Re: [Haskell-cafe] Why so many strings in Network.URI, System.Posix and similar libraries?

11 Mar 2012

      2012/3/11 Jeremy Shaw :
...
Also, URIs are not defined in terms of octets.. but in terms
of characters.  If you write a URI down on a piece of paper --
what octets are you using?  None.. it's some scribbles on a
paper. It is the characters that are important, not the bit
representation.
Well, to quote one example from RFC 3986:

  2.1.  Percent-Encoding

   A percent-encoding mechanism is used to represent a data octet in a
   component when that octet's corresponding character is outside the
   allowed set or is being used as a delimiter of, or within, the
   component.

The syntax of URIs is a mechanism for describing data octets,
not Unicode code points. It is at variance to describe URIs in
terms of Unicode code points.
...
If you render a URI in a utf-8 encoded document versus a
utf-16 encoded document.. the octets will be different, but
the meaning will be the same. Because it is the characters
that are important.
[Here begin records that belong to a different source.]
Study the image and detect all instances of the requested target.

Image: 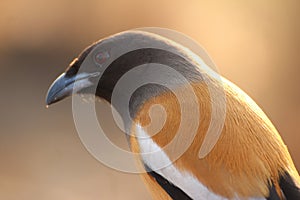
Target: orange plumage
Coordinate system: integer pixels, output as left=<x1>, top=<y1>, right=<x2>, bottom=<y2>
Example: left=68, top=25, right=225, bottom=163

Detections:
left=131, top=78, right=300, bottom=199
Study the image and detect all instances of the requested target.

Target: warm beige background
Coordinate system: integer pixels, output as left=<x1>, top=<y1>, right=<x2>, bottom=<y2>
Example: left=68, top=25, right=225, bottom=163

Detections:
left=0, top=0, right=299, bottom=199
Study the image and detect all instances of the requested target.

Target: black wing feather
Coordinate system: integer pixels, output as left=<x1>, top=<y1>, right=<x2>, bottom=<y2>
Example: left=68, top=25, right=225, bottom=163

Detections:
left=279, top=172, right=300, bottom=200
left=145, top=165, right=192, bottom=200
left=146, top=165, right=300, bottom=200
left=267, top=182, right=281, bottom=200
left=267, top=171, right=300, bottom=200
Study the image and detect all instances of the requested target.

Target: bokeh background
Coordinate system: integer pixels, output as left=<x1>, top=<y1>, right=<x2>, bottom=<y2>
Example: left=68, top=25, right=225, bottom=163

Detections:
left=0, top=0, right=299, bottom=199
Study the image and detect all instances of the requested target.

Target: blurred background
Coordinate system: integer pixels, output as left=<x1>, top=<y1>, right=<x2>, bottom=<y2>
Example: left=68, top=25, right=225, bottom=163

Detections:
left=0, top=0, right=299, bottom=199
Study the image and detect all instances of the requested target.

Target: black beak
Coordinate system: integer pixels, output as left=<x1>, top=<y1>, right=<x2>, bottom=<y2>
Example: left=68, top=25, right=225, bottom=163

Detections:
left=46, top=72, right=76, bottom=105
left=46, top=72, right=100, bottom=106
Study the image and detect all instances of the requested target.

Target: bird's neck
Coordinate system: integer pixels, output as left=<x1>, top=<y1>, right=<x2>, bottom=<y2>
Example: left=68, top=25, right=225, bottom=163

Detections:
left=96, top=48, right=203, bottom=129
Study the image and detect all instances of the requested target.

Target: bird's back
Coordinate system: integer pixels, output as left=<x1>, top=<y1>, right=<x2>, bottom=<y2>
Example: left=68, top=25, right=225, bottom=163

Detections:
left=130, top=77, right=300, bottom=200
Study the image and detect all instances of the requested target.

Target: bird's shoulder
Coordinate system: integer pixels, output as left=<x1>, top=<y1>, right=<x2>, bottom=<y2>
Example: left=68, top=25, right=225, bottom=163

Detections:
left=130, top=81, right=300, bottom=199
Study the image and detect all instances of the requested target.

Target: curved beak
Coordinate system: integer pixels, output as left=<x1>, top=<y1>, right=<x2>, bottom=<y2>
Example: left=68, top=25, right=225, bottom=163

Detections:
left=46, top=72, right=100, bottom=106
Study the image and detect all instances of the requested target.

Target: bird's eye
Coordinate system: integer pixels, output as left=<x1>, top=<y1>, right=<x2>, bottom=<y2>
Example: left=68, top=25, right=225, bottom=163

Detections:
left=94, top=51, right=110, bottom=66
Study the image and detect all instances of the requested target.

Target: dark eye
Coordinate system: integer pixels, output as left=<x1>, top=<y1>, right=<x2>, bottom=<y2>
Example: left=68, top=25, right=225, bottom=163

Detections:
left=95, top=51, right=110, bottom=65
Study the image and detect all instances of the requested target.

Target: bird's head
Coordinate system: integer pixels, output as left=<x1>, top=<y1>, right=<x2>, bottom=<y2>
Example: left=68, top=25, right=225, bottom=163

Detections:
left=46, top=30, right=203, bottom=114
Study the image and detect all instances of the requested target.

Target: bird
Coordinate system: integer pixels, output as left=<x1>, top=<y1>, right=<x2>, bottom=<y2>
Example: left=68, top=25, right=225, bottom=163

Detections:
left=46, top=30, right=300, bottom=200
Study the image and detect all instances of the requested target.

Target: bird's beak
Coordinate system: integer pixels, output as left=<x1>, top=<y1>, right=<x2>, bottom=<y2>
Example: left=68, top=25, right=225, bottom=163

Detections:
left=46, top=71, right=100, bottom=106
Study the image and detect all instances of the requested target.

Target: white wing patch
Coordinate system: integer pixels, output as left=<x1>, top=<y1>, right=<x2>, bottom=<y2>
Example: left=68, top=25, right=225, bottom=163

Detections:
left=135, top=125, right=265, bottom=200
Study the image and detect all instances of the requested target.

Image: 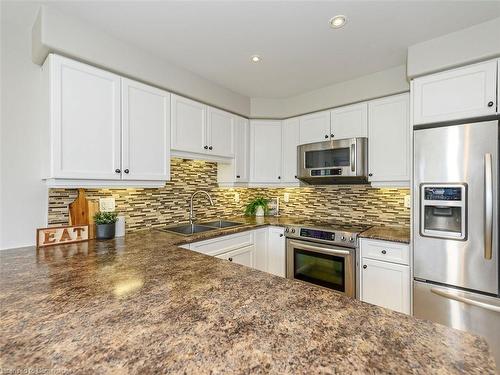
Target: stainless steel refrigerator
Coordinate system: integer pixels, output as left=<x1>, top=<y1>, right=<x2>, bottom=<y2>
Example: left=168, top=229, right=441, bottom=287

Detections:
left=413, top=119, right=500, bottom=366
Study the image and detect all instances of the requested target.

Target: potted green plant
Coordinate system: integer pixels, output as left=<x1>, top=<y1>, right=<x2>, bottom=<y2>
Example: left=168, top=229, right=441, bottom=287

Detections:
left=245, top=197, right=269, bottom=217
left=94, top=212, right=118, bottom=240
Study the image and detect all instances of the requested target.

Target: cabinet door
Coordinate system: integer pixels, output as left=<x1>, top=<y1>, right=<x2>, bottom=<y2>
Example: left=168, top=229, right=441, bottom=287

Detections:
left=413, top=60, right=497, bottom=125
left=368, top=93, right=410, bottom=184
left=497, top=59, right=500, bottom=115
left=234, top=117, right=249, bottom=181
left=360, top=258, right=410, bottom=314
left=51, top=55, right=121, bottom=179
left=216, top=245, right=255, bottom=268
left=250, top=120, right=282, bottom=183
left=121, top=78, right=170, bottom=181
left=171, top=94, right=206, bottom=154
left=281, top=117, right=300, bottom=183
left=299, top=111, right=330, bottom=144
left=267, top=227, right=286, bottom=277
left=207, top=107, right=234, bottom=158
left=330, top=102, right=368, bottom=139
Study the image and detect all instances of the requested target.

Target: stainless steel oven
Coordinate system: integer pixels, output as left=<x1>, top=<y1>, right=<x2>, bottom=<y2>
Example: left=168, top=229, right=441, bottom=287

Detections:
left=297, top=137, right=368, bottom=184
left=285, top=225, right=362, bottom=298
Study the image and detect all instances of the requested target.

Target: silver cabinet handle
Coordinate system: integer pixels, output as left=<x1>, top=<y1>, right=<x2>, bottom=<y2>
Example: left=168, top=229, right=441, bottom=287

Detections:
left=350, top=143, right=356, bottom=172
left=484, top=153, right=493, bottom=260
left=430, top=287, right=500, bottom=313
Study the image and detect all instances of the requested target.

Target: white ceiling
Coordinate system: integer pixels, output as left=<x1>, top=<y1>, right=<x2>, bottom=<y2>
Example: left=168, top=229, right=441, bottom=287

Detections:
left=49, top=1, right=500, bottom=98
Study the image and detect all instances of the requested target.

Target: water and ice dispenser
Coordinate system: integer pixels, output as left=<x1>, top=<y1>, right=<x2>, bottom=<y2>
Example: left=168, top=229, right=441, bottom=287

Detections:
left=420, top=184, right=467, bottom=240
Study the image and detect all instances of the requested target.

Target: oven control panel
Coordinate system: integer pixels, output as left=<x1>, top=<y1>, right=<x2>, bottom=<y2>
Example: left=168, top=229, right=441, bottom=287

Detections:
left=300, top=228, right=335, bottom=241
left=284, top=226, right=358, bottom=247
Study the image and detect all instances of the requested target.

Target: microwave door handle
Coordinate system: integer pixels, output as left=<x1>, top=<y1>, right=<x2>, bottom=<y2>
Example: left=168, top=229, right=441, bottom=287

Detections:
left=350, top=143, right=356, bottom=172
left=430, top=287, right=500, bottom=313
left=484, top=153, right=493, bottom=260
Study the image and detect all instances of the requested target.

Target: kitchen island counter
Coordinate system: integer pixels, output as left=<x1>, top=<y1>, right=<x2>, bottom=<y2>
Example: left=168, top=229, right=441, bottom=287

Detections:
left=1, top=230, right=495, bottom=374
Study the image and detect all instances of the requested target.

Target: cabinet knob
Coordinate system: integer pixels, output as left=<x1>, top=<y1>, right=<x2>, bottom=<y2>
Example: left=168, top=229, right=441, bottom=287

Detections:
left=124, top=169, right=129, bottom=174
left=330, top=134, right=334, bottom=138
left=294, top=175, right=297, bottom=179
left=381, top=250, right=387, bottom=254
left=278, top=176, right=281, bottom=179
left=487, top=101, right=494, bottom=107
left=228, top=257, right=233, bottom=262
left=209, top=146, right=213, bottom=150
left=279, top=234, right=284, bottom=237
left=236, top=175, right=240, bottom=178
left=368, top=173, right=373, bottom=177
left=363, top=265, right=367, bottom=269
left=115, top=169, right=121, bottom=173
left=204, top=145, right=208, bottom=149
left=324, top=134, right=329, bottom=139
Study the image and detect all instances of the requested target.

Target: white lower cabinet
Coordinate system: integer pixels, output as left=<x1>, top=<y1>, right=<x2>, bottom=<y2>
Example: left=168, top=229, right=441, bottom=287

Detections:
left=360, top=238, right=411, bottom=314
left=187, top=227, right=286, bottom=276
left=216, top=245, right=255, bottom=268
left=266, top=227, right=286, bottom=277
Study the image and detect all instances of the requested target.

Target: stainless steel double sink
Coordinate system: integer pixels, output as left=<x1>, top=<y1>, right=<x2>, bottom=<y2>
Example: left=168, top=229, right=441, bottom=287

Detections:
left=159, top=220, right=245, bottom=236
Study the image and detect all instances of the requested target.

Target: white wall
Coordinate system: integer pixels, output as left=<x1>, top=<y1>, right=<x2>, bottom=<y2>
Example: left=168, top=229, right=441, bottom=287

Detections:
left=251, top=65, right=409, bottom=118
left=1, top=2, right=48, bottom=250
left=33, top=5, right=251, bottom=117
left=407, top=17, right=500, bottom=78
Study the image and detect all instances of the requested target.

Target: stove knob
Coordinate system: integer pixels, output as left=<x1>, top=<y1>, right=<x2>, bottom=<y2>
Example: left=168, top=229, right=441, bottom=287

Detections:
left=349, top=237, right=354, bottom=242
left=341, top=236, right=346, bottom=241
left=291, top=228, right=296, bottom=234
left=285, top=228, right=289, bottom=233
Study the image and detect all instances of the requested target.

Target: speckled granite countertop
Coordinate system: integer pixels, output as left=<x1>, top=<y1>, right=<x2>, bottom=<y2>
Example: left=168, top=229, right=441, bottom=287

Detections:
left=1, top=224, right=495, bottom=373
left=359, top=225, right=411, bottom=244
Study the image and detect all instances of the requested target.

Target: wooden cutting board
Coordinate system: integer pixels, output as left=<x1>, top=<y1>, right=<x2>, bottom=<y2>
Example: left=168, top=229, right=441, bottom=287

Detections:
left=69, top=189, right=98, bottom=239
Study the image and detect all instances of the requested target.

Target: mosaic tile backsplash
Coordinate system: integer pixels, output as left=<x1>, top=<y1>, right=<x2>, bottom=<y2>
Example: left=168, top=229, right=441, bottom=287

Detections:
left=48, top=158, right=410, bottom=232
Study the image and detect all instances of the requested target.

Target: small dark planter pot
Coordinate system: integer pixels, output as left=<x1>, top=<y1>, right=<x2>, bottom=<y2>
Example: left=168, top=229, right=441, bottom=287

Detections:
left=96, top=223, right=116, bottom=240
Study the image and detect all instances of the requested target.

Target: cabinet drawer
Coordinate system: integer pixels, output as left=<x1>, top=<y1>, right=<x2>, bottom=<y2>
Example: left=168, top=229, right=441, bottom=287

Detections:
left=360, top=239, right=409, bottom=265
left=189, top=231, right=254, bottom=256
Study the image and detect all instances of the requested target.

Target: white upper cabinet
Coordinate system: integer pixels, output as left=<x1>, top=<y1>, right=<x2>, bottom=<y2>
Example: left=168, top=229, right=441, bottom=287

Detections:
left=299, top=110, right=330, bottom=144
left=121, top=78, right=170, bottom=181
left=42, top=54, right=170, bottom=187
left=217, top=116, right=249, bottom=184
left=234, top=116, right=249, bottom=181
left=207, top=107, right=234, bottom=158
left=330, top=102, right=368, bottom=139
left=46, top=54, right=122, bottom=180
left=281, top=117, right=300, bottom=183
left=171, top=94, right=206, bottom=154
left=368, top=93, right=410, bottom=185
left=412, top=60, right=498, bottom=125
left=497, top=59, right=500, bottom=114
left=171, top=95, right=234, bottom=159
left=250, top=120, right=282, bottom=183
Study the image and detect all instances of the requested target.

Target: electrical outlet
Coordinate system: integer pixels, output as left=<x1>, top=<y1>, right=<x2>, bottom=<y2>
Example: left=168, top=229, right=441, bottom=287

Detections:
left=283, top=192, right=290, bottom=203
left=404, top=195, right=411, bottom=209
left=99, top=197, right=116, bottom=212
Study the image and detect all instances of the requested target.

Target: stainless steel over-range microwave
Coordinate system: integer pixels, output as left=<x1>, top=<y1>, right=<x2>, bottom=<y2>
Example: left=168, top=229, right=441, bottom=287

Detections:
left=297, top=137, right=368, bottom=184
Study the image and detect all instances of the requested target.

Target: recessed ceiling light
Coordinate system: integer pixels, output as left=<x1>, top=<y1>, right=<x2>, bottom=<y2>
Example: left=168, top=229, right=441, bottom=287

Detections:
left=329, top=15, right=347, bottom=29
left=250, top=55, right=261, bottom=63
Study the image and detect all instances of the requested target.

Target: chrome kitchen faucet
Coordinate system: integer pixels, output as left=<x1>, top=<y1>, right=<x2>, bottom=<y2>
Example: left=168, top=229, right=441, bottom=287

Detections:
left=189, top=191, right=214, bottom=224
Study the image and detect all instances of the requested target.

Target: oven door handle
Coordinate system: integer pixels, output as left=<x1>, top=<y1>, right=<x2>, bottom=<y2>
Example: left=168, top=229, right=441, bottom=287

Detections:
left=288, top=240, right=351, bottom=256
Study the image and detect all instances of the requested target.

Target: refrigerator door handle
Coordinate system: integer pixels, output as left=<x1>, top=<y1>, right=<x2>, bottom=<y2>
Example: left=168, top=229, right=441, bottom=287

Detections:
left=484, top=153, right=493, bottom=260
left=430, top=287, right=500, bottom=313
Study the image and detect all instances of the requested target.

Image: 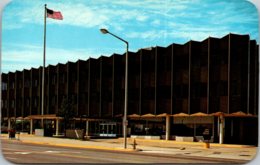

For a URI Text would be a more compact
representation than String.. but ByteString is a bit dodgy
since it is not well defined what those bytes represent.
(though if you use a newtype wrapper around ByteString to
declare that it is Ascii, then that would be fine).
This is all fine well and good for what a URI is parsed from
and what it is serialized too; but once parsed, the major
components of a URI are all octets, pure and simple. Like the
"host" part of the authority:

  host        = IP-literal / IPv4address / reg-name
  ...
  reg-name    = *( unreserved / pct-encoded / sub-delims )

The reg-name production is enough to show that, once the host
portion is parsed, it could contain any bytes whatever.
ByteString is the only correct representations for a parsed host
and userinfo, as well as a parsed path, query or fragment.

--
Jason Dusek
pgp  ///  solidsnack  1FD4C6C1 FED18A2B